Другие точки зрения на этот период в истории Индонезии высказывались в зарубежной историографии. Европейские (преимущественно голландские авторы) оценивают японскую оккупацию Индонезии крайне негативно, что стало следствием политических и идеологических причин. Отрицательное отношение к сотрудничеству индонезийских националистов с японцами стало следствием инерционного развития нидерландской историографии [10, р. 8-9; 22, р. 5-6], представители которой не очень склонны признавать факты коллаборации с германскими властями в оккупированных Нидерландах [11, р. 23-24], но при этом автоматически переносят негативные и морализаторские суждения с европейских коллаборационистов на индонезийских националистов, воспринимая последних как предателей и местных «квислингов», что можно воспринимать различно, хотя в подобном морализаторстве кроме идеализма содержится немало элементов европоцентристского и колонизаторского дискурса. Подобное отношение характерно для французской историографии, некоторые представители которой (например, Жоэль Котек и Пьер Ригуло [3, с. 524-526]) предпочитают описывать японские зверства в отношении голландцев, не забывая упоминать и то, что с японцами сотрудничали индонезийцы, выполняя функции надзирателей в тех лагерях, в которые были направлены голландские колониальные чиновники, игнорируя объективные противоречия между голландцами и индонезийцами, возникшие в колониальную эпоху, что проявлялось в ущемлении прав и преследовании индонезийцев. Доминирование подобных нарративов в голландской и французской историографической традиции свидетельствует о сознательной фрагментации исторической памяти, апологетике колониализма и стремлении переложить ответственность на представителей индонезийского национального и освободительного движения, представив их исключительно в качестве изменников и коллаборационистов.
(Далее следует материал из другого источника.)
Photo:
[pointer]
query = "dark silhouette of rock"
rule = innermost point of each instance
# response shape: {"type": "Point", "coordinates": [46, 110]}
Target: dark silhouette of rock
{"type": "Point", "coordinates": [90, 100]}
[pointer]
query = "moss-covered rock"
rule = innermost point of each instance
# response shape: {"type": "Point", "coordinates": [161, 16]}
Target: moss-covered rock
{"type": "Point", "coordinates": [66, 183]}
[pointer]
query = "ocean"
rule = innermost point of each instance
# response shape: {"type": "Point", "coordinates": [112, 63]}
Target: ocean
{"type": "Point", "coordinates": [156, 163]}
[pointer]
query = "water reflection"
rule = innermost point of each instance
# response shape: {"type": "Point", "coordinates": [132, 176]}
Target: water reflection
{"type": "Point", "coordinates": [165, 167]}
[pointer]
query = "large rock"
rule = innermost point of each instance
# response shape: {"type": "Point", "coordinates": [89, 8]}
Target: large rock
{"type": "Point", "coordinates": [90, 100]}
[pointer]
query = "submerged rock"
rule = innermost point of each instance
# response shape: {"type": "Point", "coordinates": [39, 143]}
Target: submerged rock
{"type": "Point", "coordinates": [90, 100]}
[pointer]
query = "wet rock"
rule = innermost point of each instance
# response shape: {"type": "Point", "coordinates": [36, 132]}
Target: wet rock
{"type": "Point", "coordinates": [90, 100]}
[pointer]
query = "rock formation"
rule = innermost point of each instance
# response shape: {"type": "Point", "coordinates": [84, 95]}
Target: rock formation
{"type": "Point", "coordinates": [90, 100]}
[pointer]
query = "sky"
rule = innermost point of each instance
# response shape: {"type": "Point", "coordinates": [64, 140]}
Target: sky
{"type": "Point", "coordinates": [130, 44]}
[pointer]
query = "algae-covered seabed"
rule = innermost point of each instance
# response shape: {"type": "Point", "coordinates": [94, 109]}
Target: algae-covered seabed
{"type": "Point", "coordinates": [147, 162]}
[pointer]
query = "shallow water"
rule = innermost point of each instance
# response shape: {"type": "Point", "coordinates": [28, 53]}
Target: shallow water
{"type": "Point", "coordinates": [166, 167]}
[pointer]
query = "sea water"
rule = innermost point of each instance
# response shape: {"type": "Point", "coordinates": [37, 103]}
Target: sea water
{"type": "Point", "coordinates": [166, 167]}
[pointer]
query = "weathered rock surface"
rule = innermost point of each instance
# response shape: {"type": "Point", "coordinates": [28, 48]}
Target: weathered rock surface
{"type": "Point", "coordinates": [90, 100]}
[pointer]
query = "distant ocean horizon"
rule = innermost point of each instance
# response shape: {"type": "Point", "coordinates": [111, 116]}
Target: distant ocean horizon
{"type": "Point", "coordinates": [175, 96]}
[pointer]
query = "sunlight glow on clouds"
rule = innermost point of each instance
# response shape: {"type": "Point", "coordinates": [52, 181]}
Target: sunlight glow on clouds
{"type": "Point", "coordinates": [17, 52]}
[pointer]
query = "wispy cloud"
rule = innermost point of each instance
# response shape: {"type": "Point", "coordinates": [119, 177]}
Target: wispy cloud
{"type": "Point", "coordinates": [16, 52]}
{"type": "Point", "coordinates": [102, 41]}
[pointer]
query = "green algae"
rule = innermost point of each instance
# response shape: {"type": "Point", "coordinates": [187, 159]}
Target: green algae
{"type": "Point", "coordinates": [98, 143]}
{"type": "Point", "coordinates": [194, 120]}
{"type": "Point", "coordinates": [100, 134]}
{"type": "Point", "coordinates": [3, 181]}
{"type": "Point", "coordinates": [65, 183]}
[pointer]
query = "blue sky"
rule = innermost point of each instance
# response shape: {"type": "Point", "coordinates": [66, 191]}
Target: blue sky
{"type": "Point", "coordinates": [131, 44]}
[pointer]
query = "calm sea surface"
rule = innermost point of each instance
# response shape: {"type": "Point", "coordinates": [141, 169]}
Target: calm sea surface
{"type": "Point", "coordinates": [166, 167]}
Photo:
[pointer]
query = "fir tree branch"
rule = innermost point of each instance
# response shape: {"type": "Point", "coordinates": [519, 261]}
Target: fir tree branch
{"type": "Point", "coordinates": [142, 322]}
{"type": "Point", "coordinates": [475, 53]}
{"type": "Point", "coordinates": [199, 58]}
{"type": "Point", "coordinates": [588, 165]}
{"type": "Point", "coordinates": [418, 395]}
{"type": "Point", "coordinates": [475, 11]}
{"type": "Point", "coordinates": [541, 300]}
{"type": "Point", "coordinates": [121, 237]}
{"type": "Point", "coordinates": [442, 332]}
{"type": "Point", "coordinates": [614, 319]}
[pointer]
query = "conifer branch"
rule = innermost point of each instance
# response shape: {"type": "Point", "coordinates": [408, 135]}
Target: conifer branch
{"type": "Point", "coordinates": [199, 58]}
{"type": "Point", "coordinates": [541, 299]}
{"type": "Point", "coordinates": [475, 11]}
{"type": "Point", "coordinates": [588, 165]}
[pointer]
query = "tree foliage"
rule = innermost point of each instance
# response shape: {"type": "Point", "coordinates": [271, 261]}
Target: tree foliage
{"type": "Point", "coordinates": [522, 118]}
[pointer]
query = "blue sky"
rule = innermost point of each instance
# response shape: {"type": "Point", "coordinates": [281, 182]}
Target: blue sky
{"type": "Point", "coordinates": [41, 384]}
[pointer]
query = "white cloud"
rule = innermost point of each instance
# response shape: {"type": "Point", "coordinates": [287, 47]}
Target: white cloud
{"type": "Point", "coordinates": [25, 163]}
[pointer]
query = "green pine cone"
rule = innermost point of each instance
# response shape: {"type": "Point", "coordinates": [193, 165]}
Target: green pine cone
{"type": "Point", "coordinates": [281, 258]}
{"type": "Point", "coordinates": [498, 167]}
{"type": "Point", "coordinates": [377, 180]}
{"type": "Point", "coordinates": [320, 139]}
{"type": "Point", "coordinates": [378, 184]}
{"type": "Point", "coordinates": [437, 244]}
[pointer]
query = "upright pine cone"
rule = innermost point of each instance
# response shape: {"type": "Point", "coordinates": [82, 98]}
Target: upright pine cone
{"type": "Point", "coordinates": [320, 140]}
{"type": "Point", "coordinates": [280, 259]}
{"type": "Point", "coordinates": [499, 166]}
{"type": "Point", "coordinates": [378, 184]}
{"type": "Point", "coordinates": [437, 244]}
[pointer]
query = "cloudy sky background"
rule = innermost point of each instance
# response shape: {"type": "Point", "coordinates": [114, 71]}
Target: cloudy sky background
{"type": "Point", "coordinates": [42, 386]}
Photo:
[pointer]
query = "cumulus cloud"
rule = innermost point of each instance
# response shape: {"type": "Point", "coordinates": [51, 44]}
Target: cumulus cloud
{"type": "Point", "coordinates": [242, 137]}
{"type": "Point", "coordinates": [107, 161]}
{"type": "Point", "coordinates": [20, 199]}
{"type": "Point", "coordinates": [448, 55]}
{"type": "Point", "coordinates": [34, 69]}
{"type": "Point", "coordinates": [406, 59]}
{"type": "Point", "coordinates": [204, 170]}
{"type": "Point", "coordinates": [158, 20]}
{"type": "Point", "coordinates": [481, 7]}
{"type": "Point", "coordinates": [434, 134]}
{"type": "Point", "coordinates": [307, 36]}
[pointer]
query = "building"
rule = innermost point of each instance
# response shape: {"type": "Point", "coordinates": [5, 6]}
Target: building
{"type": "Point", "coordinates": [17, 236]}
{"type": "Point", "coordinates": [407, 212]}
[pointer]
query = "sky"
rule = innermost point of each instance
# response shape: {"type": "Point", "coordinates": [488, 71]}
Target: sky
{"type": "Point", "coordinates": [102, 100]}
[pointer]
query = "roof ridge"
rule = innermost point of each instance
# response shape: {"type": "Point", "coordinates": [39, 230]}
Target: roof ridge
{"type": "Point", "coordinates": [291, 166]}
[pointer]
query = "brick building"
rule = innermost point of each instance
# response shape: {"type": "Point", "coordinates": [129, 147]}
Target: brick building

В англоязычной историографии проблемы сотрудничества и взаимодействия индонезийских националистов с японскими оккупационными властями получают несколько иную интерпретацию. Американские историки, которые занимались изучением новейшей истории Индонезии периода оккупации, указывают на то, что появление японцев не только объективно привело к ослаблению голландского фактора, но и актуализации качественно новых тенденций в политической жизни Индонезии. Японская оккупация стала не только важным событием в новейшей истории Индонезии, но эпизоды, связанные с сотрудничеством с японцами, присутствуют в политических биографиях индонезийских политиков (от Сукарно до Сухарто [14, р. 32-34]), которые были лидерами страны до 1998 года. Дж. Д. Легге в 1988 году [18, р. 41-42] указывал на то, что представители различных течений в индонезийском национализме во время Второй мировой войны в зависимости от ситуации и их политических и идеологических предпочтений могли как сотрудничать, так и отказаться от подобной политически мотивированной коллаборации с японцами, но сама японская оккупация в целом для индонезийского национализма и Индонезии имела позитивное значение, так как временно избавила Индонезию от голландской администрации (впрочем, и после войны индонезийские националисты приложили все усилия для недопущения ее возвращения) и политизировала широкие слои населения, в том числе и молодежи, которая после завершения Второй мировой войны боролась уже против Нидерландов.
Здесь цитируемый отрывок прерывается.